Dollar Weakness Looks Valid In USD/JPY
My underlying view of the dollar remains bullish. I have not abandoned the view I made over one year ago (and longer) and continue to see next year as reaching a major dollar high. Over the past couple of weeks I have been observing a potential barrier in USD/CHF around 1.0200-16 but was more willing to give up this barrier in favour of dollar gains. Yesterday’s strength in EUR/USD has proven the view in USD/CHF was correct. I have to concede to further gains in EUR/USD. This additional rally does not change the larger multi-year structure and the now anticipated dollar weakness should not be excessive and looks like generating an expanded flat in the Dollar Index.

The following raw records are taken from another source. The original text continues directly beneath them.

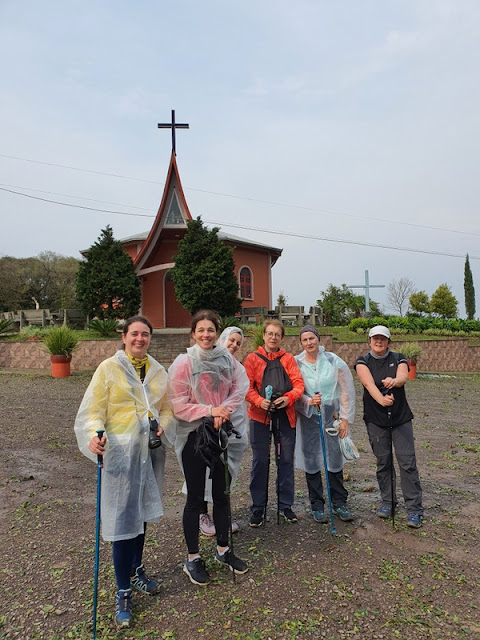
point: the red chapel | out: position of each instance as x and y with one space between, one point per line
153 256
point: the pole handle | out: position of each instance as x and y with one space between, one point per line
100 433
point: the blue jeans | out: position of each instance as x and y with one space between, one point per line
260 438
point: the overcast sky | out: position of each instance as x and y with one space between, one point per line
353 121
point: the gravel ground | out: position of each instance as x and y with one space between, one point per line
367 581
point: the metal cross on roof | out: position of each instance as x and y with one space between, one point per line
367 286
173 125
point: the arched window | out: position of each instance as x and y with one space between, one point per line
246 283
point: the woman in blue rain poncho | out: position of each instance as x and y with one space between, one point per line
328 387
126 393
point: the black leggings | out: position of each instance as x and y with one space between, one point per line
127 556
194 469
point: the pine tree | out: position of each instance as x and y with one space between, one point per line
469 290
203 274
107 285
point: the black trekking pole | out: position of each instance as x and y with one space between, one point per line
229 502
392 473
100 433
325 466
268 396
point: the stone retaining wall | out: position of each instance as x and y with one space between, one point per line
438 355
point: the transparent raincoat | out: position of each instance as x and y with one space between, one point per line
117 401
331 376
199 380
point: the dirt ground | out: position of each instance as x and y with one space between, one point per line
367 581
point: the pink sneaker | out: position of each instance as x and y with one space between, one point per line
207 528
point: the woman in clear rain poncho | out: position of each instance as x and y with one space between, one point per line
126 393
232 339
204 382
328 385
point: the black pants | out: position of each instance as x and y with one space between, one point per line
194 469
315 489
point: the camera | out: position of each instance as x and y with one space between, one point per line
154 440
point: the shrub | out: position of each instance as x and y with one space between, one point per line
104 327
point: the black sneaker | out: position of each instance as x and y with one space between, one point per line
256 519
232 562
195 570
289 516
142 582
123 608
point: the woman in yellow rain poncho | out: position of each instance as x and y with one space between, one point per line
125 396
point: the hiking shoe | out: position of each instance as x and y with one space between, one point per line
320 516
289 516
235 564
207 528
344 513
195 570
256 519
414 520
142 582
385 511
123 608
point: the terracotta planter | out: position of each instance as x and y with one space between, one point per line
412 369
60 366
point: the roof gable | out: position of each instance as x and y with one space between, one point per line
173 213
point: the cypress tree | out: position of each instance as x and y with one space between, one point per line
469 290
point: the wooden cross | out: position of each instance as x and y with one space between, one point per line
173 125
367 286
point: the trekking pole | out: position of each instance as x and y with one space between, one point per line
229 502
268 396
100 433
392 479
325 465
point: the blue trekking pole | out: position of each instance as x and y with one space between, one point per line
100 433
322 438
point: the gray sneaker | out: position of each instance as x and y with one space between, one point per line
232 562
195 570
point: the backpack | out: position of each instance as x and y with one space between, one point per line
275 376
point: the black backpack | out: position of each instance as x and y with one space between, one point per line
275 376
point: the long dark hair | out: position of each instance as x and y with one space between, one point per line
205 314
133 319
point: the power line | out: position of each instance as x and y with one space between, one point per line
250 199
247 228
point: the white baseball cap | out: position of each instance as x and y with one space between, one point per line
379 330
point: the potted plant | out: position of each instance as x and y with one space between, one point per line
60 343
412 351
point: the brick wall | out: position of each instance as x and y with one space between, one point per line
438 355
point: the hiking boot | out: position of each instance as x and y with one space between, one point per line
195 570
385 511
123 608
343 512
414 520
256 519
207 527
142 582
320 516
235 564
289 516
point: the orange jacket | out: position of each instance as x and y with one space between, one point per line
255 366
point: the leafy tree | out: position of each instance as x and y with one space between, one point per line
469 290
340 305
203 274
107 285
443 302
419 302
398 293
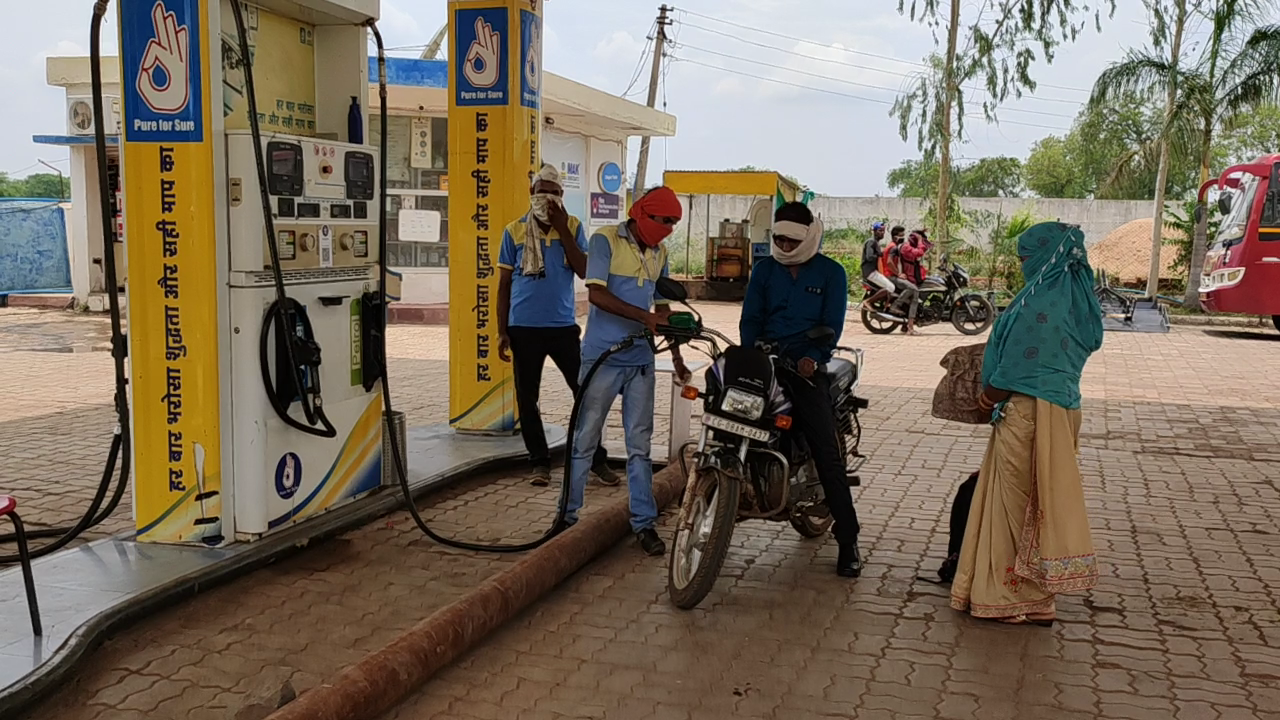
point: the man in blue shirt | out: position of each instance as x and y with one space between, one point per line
540 254
624 264
790 294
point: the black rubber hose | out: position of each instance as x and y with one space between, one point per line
120 441
401 472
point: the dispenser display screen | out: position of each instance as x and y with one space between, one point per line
284 160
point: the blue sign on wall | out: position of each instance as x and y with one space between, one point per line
160 71
530 60
611 178
481 45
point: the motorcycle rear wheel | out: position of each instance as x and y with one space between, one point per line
974 314
700 546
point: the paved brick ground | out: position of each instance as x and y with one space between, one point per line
1182 458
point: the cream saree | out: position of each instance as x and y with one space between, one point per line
1028 533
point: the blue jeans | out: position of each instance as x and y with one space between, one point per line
636 386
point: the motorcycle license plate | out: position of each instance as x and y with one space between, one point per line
735 427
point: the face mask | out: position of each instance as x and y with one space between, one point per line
540 205
652 232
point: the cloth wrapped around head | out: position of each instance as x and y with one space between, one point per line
539 206
809 237
1040 345
656 214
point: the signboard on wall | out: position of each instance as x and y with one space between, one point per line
606 206
567 153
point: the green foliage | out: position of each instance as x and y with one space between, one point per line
1247 136
987 177
1182 220
1111 153
37 185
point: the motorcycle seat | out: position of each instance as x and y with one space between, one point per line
842 373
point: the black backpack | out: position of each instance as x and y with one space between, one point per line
959 520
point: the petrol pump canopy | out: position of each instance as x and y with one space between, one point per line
759 183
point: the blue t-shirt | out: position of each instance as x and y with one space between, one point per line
617 263
782 309
540 301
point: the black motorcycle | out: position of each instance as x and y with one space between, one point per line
746 465
942 299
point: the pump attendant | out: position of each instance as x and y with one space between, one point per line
790 294
624 264
539 256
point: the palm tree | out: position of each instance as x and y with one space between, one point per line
1235 71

Therefore, we need to build on the current situation in hand. This dollar weakness looks valid in USD/JPY and potentially in GBP/USD although the pound is more likely to see greater whipsaws. Both EUR/USD and USD/CHF are likely to see steady progress rather than frantic trends. Therefore, it may be better to watch for shorter-term trades. The rather choppy lower degree waves are still subject to make the chart look a bit like a baby scribbling on a piece of paper.
One puzzle I have is in AUD/USD. It has a rather difficult development – one that should require another high but we have already seen a significant pullback and I wouldn’t be surprised to see it lead the dollar rally – but probably not until next week.
With USD/JPY not quite clear, it will be best to confirm losses. It will be useful to use the rally in EUR/JPY to make judgement as to when it will see a reversal. Clearly, this doesn’t look like being controlled by EUR/USD so a top in EUR/JPY will suggest that we’ll see it’s “parent” moving lower…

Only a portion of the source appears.